Die Antwort ist sicherlich, dass sowohl die Unternehmen, die um den Nerd-Dollar buhlen, als auch wir Nerds selbst ein bisschen mehr verlangen. Nerds sollten die komplexe kulturelle Abstammung der Musik, die wir mögen, und der Spiele, die wir spielen möchten, verstehen wollen. Aber auch Kulturinstitutionen sollten darauf vertrauen, dass Nerds mehr wollen und akzeptieren, als nur für das Hören oder Ansehen bekannter Favoriten zu bezahlen.
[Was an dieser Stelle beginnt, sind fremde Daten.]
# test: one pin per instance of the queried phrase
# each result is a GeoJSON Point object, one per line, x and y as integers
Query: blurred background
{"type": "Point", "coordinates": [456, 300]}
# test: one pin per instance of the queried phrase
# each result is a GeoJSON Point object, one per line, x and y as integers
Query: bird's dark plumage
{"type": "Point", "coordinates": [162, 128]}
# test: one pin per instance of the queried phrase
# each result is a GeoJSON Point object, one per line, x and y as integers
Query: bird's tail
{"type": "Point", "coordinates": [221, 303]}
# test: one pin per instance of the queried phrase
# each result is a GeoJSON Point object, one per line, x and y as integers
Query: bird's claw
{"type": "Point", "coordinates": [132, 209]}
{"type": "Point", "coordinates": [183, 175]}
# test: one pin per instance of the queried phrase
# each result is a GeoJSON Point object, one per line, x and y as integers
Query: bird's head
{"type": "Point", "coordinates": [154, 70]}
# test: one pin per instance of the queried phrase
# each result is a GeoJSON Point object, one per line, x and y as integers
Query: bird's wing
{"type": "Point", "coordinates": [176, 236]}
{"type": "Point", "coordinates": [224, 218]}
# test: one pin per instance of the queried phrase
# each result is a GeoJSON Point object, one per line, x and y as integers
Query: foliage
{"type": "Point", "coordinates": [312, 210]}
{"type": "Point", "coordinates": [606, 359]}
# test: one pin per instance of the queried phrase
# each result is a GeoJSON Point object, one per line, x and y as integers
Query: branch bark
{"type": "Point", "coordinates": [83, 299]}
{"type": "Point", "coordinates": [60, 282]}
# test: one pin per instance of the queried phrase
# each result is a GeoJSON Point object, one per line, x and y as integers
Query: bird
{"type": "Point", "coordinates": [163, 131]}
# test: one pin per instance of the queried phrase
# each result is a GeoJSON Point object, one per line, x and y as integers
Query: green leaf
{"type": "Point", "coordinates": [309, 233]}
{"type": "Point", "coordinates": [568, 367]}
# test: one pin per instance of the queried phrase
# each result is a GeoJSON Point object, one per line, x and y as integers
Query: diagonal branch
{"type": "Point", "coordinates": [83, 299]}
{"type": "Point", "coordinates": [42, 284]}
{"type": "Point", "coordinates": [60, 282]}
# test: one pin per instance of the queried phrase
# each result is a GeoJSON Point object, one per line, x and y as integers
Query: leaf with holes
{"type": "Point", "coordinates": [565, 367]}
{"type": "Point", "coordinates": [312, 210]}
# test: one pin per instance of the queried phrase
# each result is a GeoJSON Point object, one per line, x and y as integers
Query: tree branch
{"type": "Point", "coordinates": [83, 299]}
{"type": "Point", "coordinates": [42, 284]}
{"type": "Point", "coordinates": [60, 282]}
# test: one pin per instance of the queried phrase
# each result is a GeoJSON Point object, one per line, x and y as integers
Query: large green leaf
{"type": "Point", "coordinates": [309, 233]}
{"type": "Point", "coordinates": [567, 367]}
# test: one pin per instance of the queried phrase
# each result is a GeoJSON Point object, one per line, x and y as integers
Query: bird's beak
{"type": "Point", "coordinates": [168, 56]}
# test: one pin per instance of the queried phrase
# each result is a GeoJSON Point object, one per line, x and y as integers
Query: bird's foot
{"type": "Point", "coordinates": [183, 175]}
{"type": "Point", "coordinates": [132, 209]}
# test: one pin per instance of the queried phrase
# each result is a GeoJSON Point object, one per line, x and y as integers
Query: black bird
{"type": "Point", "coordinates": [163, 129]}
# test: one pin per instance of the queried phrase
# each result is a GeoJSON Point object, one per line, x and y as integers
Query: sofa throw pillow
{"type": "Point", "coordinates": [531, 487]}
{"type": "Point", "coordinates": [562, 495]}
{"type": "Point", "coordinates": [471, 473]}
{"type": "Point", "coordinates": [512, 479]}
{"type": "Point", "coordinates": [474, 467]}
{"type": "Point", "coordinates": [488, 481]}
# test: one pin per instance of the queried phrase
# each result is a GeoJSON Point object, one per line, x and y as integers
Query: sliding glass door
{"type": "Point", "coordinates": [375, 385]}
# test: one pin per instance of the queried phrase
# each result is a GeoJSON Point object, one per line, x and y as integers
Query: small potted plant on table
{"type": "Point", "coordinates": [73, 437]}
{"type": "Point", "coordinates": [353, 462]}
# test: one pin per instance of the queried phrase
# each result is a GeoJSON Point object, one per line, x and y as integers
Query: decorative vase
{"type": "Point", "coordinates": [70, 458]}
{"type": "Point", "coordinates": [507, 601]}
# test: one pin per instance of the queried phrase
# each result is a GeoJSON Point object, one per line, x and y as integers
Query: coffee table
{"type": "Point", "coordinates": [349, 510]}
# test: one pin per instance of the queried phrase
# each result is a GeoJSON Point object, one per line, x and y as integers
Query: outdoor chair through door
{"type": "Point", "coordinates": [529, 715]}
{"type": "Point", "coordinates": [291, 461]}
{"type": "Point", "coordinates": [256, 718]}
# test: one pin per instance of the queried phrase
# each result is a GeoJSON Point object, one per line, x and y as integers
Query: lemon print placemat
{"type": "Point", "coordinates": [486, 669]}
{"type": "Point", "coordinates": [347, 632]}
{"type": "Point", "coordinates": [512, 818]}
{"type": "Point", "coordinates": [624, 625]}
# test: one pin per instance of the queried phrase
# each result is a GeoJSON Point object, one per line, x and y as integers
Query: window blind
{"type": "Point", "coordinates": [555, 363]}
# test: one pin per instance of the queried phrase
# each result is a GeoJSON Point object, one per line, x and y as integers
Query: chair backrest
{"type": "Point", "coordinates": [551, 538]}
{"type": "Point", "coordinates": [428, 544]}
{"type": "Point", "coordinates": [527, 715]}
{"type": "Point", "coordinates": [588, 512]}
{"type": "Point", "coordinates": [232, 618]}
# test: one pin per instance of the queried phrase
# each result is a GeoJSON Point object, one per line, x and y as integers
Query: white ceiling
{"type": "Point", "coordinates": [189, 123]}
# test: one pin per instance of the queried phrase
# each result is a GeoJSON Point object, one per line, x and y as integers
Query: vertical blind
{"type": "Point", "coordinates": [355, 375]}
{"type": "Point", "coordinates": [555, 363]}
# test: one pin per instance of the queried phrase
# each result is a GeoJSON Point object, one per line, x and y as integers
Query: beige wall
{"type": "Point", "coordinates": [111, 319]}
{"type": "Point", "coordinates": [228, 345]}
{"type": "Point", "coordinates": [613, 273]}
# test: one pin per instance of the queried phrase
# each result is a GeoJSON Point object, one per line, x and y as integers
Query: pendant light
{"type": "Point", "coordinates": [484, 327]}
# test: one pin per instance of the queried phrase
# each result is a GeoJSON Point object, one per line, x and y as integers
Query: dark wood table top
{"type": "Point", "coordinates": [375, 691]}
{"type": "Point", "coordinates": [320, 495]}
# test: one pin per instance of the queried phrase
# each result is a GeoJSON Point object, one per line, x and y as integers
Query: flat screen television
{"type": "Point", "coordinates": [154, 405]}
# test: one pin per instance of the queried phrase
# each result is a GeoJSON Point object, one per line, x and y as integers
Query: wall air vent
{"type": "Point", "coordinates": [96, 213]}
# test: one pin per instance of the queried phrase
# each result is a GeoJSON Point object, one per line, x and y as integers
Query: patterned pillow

Die Alternative ist, dass der Nerd-Dollar von der Quersubventionierung fast alles andere dazu übergeht, alles zu übertönen.

Die Kaufkraft des Nerd-Dollars hat den Geek unübersehbar gemacht. Es ist unwahrscheinlich, dass es an Videospielanpassungen mangelt, die man sich ansehen kann. Aber es hat dem Nerd keinen Respekt verschafft: Dass der Nerd vielleicht auch Neues entdeckt oder nächste Woche wieder auftaucht, um das gleiche Orchester Musik von Mozart zu hören. Sie werden wahrscheinlich auch nicht oft mit etwas konfrontiert, das ihre geliebten Franchise-Unternehmen als etwas anderes als zu melkende Cash Cows betrachtet. Der Nerd-Dollar kauft jetzt fast alles, außer vielleicht das wichtigste aller Güter: Respekt.